Aumento do ticket médio
Em primeiro lugar, Montesinos tem reconhecido que, a priori, parece indicar que o sector vai de vento em popa. A restauração em Espanha fechou 2023 com um aumento de vendas de 9,1%, apesar de que o ticket médio tem subido um 7,1%, dado que aumenta até o 11,4% se se amplia a foto e se têm em conta os dois últimos anos. Hoje, o ticket médio do total da restauração (isto é, desde uma pequena cafeteria à que alguém vai a desayunar até a comilona de um casal num restaurante estrela Michelin) é de 5,55 euros.
Também parece boa notícia que agora tenha mais pontos de venda que faz um ano. Mas os consumidores, tem alertado Montesinos, "estão a perder renda disponível". Espanha é, de facto, o país que mais renda disponível cede na OCDE.
Alertar do risco
O experiente de Ameba Research é consciente de que, às vezes, sua voz pode resultar incómoda. Enquanto ele fazia estas declarações, Sacha Michaud falava das bondades do delivery a mal uns metros de distância. Ademais, não é a primeira vez que Montesinos alerta de um perigo iminente. Segundo tem reconhecido, em 2008, os organizadores de uma feira de alimentação à que assistiu decidiram lhe mudar o título de uma conferência que ia pronunciar na que falava de "crise".

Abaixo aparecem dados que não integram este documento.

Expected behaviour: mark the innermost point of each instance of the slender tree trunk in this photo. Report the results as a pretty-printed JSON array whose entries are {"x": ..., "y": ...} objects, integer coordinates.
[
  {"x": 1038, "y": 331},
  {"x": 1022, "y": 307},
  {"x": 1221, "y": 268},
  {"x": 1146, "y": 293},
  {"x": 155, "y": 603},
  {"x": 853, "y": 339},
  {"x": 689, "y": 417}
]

Agora, o incremento de custos e inflação é sustentado, o que se une à subida das taxas de juro. Os dados de Ameba Research assinalam que, nos lares de menos de 30.000 euros de renda, este impacto se pode qualificar de importantíssimo. Consequentemente, o consumidor vê-se obrigado a gastar menos. Por todo isso, os números revelam que o mercado de restauração, inclusive na restauração organizada, está a desacelerar seu crescimento.
Um 2024 não tão bom
Por enquanto não há grandes cismas, mas o sector tem tirado o pé do acelerador. "Vamos esperar um 2024 apertado. Parecer-se-á mais que à segunda metade que 2023 que à primeira, que teve um primeiro semestre excepcionalmente bom", tem vaticinado Montesinos.
O segundo "elefante" ao que tem feito referência tem que ver com o negócio dos envios a domicílio. Em primeiro lugar, Montesinos tem afirmado que "a geração X é a última que viu cozinhar a seus pais de forma regular". Neste sentido, um dado llamativo é que, em Estados Unidos, o tempo dedicado a cozinhar se reduziu de 58 minutos ao dia em 1980 a menos de 23 minutos em 2016. Assim mesmo, as novas moradias na UE têm um menos 36% de espaço nas cozinhas.

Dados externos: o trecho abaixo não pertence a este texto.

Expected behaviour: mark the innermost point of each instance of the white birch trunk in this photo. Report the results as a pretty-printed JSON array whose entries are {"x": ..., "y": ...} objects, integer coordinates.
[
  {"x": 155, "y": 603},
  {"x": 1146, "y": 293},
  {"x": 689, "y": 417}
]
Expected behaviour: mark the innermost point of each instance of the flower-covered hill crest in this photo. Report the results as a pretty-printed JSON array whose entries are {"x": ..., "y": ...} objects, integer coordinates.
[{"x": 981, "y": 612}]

No ano fecha com menos comandas
Conquanto em 2023 o crescimento das vendas do sector delivery foi de 6,5% (e atingiu um total de 1.830 milhões de euros em vendas), se acerca-se a lupa, o resultado é muito menos prometedor: as 50 empresas mais potentes do âmbito da restauração registaram um total de 150.000 comandas menos no último semestre de 2023 com respeito ao mesmo período de um ano atrás.

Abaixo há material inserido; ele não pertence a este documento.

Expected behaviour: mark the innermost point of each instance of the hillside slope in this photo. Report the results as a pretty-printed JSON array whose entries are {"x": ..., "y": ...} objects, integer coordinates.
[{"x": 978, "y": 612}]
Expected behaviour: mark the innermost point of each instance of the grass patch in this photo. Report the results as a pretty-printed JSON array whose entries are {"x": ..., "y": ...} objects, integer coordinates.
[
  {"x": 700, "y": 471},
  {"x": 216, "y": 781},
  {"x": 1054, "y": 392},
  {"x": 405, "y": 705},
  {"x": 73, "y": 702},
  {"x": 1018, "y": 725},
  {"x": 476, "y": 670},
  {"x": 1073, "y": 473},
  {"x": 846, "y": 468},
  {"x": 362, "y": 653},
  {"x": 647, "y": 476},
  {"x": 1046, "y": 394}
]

Ademais, a insatisfação é palpable. Ameba Research realizou uma encuesta que revela que o 29% dos consumidores que pede desde casa descobre que seu pedido tem alguma falha. As incidências mais comuns têm que ver com o tempo de espera (32%), com pedidos que chegam incompletos ou incorretos (31%) ou com que o preço do envio é demasiado elevado (24%).
Viragem para compra-a diária
A percentagem restante aglutina "pequenos detalhes" de questões variadas que "se podem fazer melhor": derramou-se um molho, a comida vinha mau empacotada, não há servilletas… Esta situação tem provocado que Just Eat, Glovo ou Uber Eats estejam a modificar seu modelo de negócio: "Gira desde a comida a domicílio para a logística dos lares, isto é, que te tragam a compra a casa", tem assinalado Montesinos.
Se para estes actores resulta mais rentável levar compra-a a casa de um consumidor que lhe trazer o jantar, é possível que as margens se tenham que reajustar. "A que ritmo podemos esperar a que cresça o delivery? Em termos normais. Esquecemos-nos do duplo dígito", tem pronosticado o experiente.